La crisi economica e i tagli al finanziamento del SSN attuati negli ultimi 18 mesi con le manovre nazionali di stabilizzazione finanziaria, spingono ad interrogarsi sulla sostenibilità del sistema sanitario, attuato con la Legge 833 del 1978 e riformato nel corso degli ultimi 20 anni. Infatti, il progressivo invecchiamento della popolazione e lo sviluppo di tecnologie innovative strumentali e terapeutiche inevitabilmente saranno responsabili di un aumento della spesa sanitaria che inciderà in misura progressivamente maggiore sul PIL nazionale, anche in considerazione della recente conferma dello stato di recessione economica del paese; per i prossimi anni è atteso, quindi, un forte incremento dell’incidenza sul PIL della spesa sanitaria.

In premessa va detto che oggi in Italia il livello di incidenza della spesa sanitaria pubblica è inferiore di circa un punto e mezzo percentuale rispetto alla media nei paesi europei (6,7% del PIL nel 2007 in Italia, 8,1% in Francia, Germania e Austria).

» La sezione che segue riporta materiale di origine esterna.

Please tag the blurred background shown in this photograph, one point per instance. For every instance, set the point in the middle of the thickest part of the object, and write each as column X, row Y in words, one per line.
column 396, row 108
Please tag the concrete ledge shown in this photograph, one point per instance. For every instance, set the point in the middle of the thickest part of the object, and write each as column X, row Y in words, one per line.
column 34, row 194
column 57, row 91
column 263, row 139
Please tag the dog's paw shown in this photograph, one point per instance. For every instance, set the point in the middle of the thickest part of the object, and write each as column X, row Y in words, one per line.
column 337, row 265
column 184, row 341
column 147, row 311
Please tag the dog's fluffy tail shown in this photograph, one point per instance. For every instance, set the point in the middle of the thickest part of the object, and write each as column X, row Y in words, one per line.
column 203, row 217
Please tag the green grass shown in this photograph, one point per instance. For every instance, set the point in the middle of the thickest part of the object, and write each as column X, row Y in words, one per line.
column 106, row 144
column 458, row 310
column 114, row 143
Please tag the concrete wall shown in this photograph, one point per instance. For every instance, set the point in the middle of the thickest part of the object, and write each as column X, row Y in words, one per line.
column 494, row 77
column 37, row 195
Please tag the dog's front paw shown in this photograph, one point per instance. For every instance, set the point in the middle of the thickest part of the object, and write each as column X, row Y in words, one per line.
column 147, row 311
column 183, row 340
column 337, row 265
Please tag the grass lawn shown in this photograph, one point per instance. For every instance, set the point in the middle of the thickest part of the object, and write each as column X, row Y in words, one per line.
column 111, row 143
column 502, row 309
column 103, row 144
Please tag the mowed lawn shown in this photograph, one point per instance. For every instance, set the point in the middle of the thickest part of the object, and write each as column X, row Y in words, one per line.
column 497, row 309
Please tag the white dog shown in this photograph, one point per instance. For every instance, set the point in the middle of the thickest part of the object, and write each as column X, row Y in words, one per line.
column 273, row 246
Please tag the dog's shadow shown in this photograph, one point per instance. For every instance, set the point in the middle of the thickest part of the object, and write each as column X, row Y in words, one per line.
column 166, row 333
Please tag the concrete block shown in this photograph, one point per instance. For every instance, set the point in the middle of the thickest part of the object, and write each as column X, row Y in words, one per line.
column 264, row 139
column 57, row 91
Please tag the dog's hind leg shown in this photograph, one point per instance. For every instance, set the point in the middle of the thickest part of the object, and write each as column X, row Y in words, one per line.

Se l’incremento del fabbisogno non troverà copertura nelle risorse disponibili, è facile prevedere che i possibili effetti riguarderanno la restrizione del perimetro dei Livelli Essenziali di Assistenza (LEA), l’introduzione di nuove misure di compartecipazione alla spesa da parte dei cittadini, la revisione in senso selettivo dei principi universalistici del sistema sanitario pubblico con la possibile introduzione di forme integrative di finanziamento privato.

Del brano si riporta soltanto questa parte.